If you're the only one working on a project, you don't necessarily document the project the way a team would do it. Either you don't write documentation at all, believing that you will remember everything two years later, or you do it from your own perspective. This creates several challenges for the newcomer:

  • Formulations which may be clear for you may not be so clear for another person.
  • Assumptions may be completely undocumented. For you, those assumptions are natural. Another person may not find them natural, or may consider them completely wrong.
  • Choices that you did in terms of design or architecture may not be clearly documented, because you were the only one taking those choices. When a choice is made by a team, it is discussed, and from the discussion, it is relatively easy to write documentation explaining why such thing was done in a given way. You likely didn't have a discussion with yourself, so you probably documented just the choice itself, but not the reasons of the choice.

  • Things which are obvious for you in the code may be left undocumented. If those things are all but obvious for another person, that's a problem. This may happen, among others, when you know something other person doesn't know. For instance, if you're amazing at reactive programming, but the other person is not, he would expect all reactive expressions of more than two lines being documented, while you absolutely don't see the point documenting something which is so easy to understand from the code.

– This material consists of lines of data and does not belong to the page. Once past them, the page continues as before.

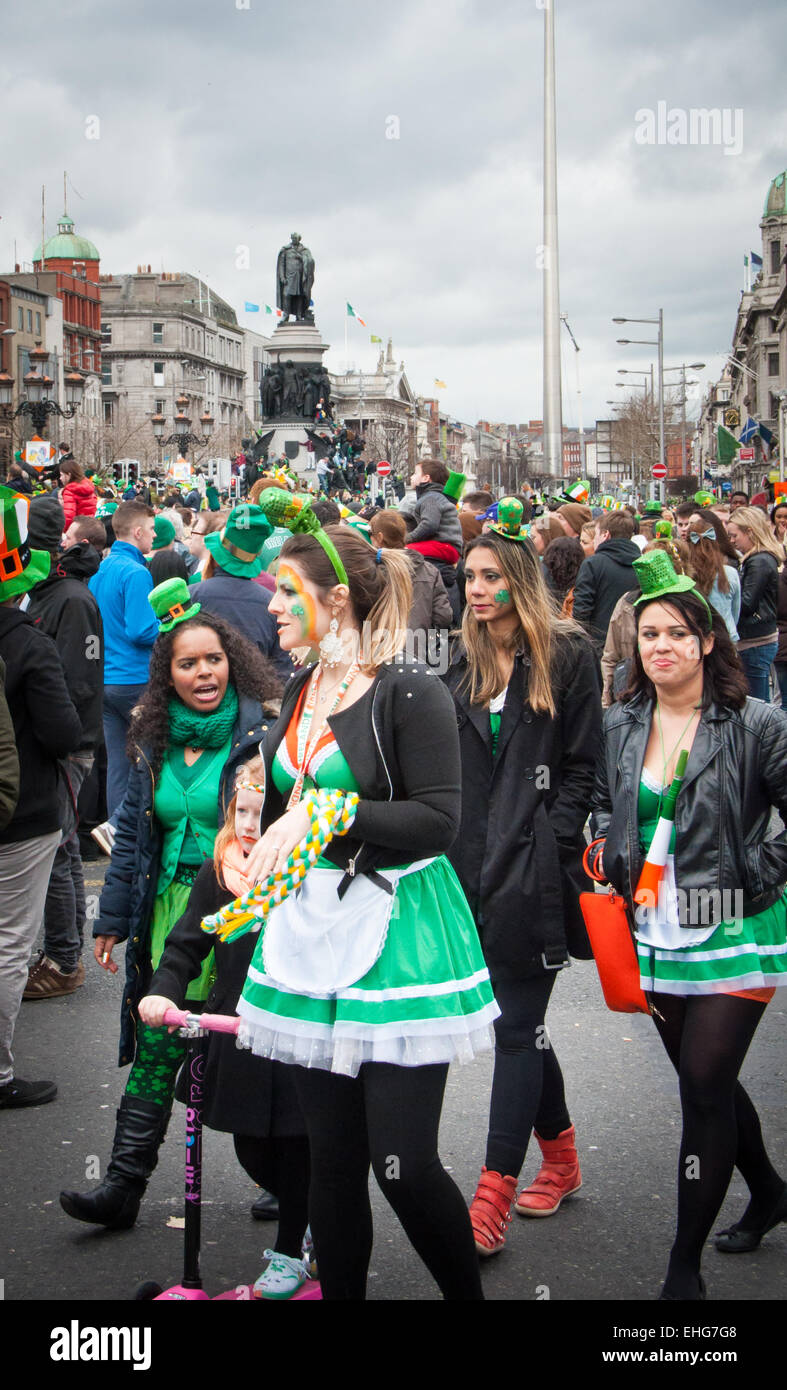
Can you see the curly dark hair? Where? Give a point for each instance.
(725, 681)
(250, 673)
(563, 558)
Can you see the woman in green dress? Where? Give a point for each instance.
(370, 980)
(200, 717)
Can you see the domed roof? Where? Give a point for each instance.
(776, 200)
(66, 245)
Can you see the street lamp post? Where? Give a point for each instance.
(36, 402)
(181, 435)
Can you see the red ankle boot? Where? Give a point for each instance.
(491, 1211)
(559, 1176)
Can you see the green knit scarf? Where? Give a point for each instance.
(189, 727)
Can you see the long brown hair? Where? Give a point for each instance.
(381, 594)
(536, 631)
(253, 772)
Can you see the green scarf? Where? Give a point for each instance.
(189, 727)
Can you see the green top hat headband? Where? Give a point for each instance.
(21, 567)
(294, 512)
(455, 487)
(173, 603)
(509, 520)
(658, 580)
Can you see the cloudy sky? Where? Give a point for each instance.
(227, 124)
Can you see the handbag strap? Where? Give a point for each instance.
(590, 861)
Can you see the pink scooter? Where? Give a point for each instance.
(193, 1026)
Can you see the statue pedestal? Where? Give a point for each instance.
(299, 342)
(301, 345)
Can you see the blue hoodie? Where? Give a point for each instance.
(121, 587)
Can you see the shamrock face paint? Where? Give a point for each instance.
(295, 609)
(668, 649)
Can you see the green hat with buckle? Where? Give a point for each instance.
(21, 567)
(509, 520)
(658, 580)
(173, 603)
(237, 548)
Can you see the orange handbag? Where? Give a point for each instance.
(609, 931)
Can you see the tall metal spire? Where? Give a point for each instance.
(552, 396)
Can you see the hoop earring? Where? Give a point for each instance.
(331, 647)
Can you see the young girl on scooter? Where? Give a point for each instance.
(250, 1098)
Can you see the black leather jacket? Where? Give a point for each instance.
(759, 588)
(736, 773)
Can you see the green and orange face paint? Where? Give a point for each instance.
(299, 603)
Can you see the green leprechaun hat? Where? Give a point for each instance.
(173, 603)
(237, 548)
(658, 577)
(577, 491)
(509, 520)
(21, 567)
(455, 487)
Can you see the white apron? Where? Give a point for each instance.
(317, 944)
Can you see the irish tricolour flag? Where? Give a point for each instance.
(655, 863)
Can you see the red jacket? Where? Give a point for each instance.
(78, 499)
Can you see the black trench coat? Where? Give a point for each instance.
(520, 841)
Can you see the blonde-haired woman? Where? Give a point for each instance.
(758, 631)
(526, 692)
(371, 979)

Additionally to that, the newcomer will be faced with one more difficulty:

  • Historical elements. Your project evolved because of the events which happened at some point. You know that, and therefore there are a bunch of things which don't require any explanation for you. You know that you used XML instead of JSON because that other service had a buggy implementation of JSON serializer and it made your production crash on the New Year's Eve two years ago. But a newcomer knows nothing about this traumatic event and may believe that there is no reason to use XML, and that one can easily switch to JSON.

Your goal, therefore, is to work close with the new developer and to be open to any question, no matter how stupid this question looks to you. The success depends in large part on your ability to answer clearly, and to take time to properly document things which were surprising the most for the newcomer.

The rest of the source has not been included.